The Mystery of the Boy under the Billboard
It was a mystery that perplexed investigators in Orange County, North Carolina for years. In September of 1998, a grass-cutting crew discovered skeletal remains under a billboard off Interstate 85 in Mebane. The clothing found with the remains offered clues that the body belonged to that of a young boy who had not yet reached puberty. He had dark, straight brown hair and was initially thought to have been Hispanic and possibly a migrant worker. For years, no one knew who the boy was.
Thanks to the dogged determination of an Orange County sheriff’s investigator named Tim Horne, the boy, Robert “Bobby” Adam Whitt, has finally been identified and his murderer brought to justice. In January of this year the boy’s father, John Russell Whitt, age 57, pleaded guilty to the boy’s murder. It was a conviction more than 20 years in the making.
Bobby Whitt was never reported missing, which led to the difficulty in identifying him as the victim. In 2011, using the boy’s skull and DNA results from Parbon NanoLabs Inc., a forensic sculptor created a three-dimensional bust of what the boy must have looked like, but still no one came forward with any information.

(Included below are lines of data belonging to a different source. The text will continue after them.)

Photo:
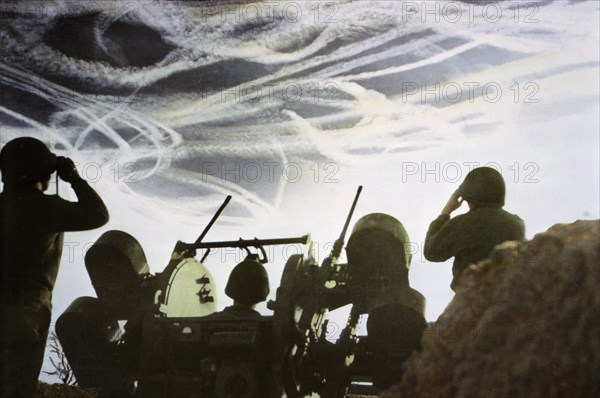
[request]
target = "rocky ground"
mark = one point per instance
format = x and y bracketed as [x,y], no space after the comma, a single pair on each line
[45,390]
[525,323]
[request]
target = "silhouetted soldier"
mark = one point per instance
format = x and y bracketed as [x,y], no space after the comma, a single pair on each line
[470,237]
[31,240]
[248,285]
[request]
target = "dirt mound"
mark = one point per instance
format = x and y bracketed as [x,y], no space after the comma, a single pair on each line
[45,390]
[525,323]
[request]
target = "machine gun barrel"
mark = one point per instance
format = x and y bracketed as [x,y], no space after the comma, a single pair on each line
[212,221]
[336,250]
[242,243]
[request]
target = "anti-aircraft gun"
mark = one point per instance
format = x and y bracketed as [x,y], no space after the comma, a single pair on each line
[375,282]
[169,349]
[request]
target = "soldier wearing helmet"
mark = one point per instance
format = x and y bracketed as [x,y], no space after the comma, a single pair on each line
[248,285]
[31,239]
[470,237]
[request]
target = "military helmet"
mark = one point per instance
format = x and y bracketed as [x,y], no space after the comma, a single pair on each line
[485,186]
[248,282]
[26,160]
[379,247]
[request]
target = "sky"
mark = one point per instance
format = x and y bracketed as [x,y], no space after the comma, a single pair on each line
[290,106]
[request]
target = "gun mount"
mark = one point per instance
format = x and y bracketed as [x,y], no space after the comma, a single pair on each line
[170,349]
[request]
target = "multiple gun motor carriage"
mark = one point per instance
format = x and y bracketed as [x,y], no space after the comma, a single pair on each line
[171,349]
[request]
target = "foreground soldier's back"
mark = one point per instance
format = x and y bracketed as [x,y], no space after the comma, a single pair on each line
[31,240]
[470,237]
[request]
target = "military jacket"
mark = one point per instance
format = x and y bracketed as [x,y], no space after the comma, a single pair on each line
[470,237]
[31,233]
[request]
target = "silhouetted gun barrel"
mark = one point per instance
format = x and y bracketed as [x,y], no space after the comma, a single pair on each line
[243,243]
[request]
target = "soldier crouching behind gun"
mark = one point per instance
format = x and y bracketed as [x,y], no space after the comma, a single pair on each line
[31,240]
[470,237]
[248,285]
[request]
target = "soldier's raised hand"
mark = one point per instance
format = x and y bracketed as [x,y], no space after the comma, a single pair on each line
[453,203]
[66,170]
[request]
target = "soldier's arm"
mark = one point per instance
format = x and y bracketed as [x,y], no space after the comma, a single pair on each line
[88,212]
[443,238]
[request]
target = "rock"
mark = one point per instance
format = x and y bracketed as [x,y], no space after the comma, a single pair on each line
[524,323]
[45,390]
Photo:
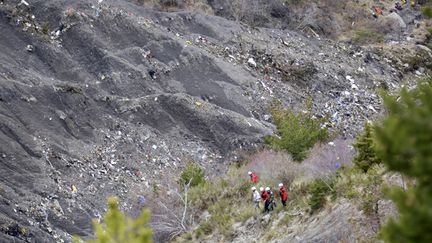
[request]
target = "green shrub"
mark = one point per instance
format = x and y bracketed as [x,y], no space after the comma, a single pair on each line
[427,12]
[319,190]
[45,28]
[205,228]
[297,132]
[366,155]
[192,174]
[117,228]
[367,36]
[404,142]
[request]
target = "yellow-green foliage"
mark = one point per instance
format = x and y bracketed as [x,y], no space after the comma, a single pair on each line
[192,174]
[297,132]
[366,155]
[404,143]
[227,199]
[117,228]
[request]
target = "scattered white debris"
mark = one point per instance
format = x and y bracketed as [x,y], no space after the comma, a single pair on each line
[251,62]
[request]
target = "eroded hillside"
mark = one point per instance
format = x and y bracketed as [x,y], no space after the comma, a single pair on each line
[102,98]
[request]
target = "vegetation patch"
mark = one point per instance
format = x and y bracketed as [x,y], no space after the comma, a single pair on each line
[296,132]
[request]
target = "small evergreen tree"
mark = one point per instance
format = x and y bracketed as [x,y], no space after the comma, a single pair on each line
[366,155]
[404,143]
[192,174]
[117,228]
[297,132]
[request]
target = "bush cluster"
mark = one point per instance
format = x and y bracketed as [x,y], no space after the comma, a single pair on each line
[192,175]
[297,132]
[366,155]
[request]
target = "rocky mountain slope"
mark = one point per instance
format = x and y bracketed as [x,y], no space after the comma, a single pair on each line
[102,98]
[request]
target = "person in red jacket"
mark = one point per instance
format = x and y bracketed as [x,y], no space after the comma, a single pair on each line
[283,194]
[265,198]
[253,176]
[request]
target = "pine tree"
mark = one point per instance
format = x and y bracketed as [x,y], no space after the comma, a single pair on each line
[366,156]
[117,228]
[404,143]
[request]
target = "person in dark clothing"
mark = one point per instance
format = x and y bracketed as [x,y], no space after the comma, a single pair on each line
[271,204]
[265,198]
[283,194]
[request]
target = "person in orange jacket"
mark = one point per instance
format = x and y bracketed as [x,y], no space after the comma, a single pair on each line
[283,194]
[265,198]
[253,176]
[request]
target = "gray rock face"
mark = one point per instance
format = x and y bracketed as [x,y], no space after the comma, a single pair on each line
[100,99]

In 2018, genealogist Dr. Barbara Rae-Venter, a genetic genealogy consultant who was also involved in the Golden State Killer case, offered her expertise. She showed investigators that the unidentified boy from North Carolina was a first-generation child of Asian and white parents. Searching the ancestry DNA databases, she located a possible first-cousin of the child’s living in Hawaii. They traced the boy to family members in Ohio, who said they believed their cousin, Bobby Whitt, had moved back to South Korea with his mother. This led Horne to wonder if Bobby’s mother had also been murdered. After more digging, a tip from the National Center for Missing and Exploited Children helped him locate the information about the unidentified Asian woman found in Spartanburg the same year the boy’s body had been found in 1998. She had been bound and strangled. A DNA comparison confirmed the boy and the woman, Myong Hwa Cho, were biologically related. Further DNA investigation led to John Whitt as the boy’s father.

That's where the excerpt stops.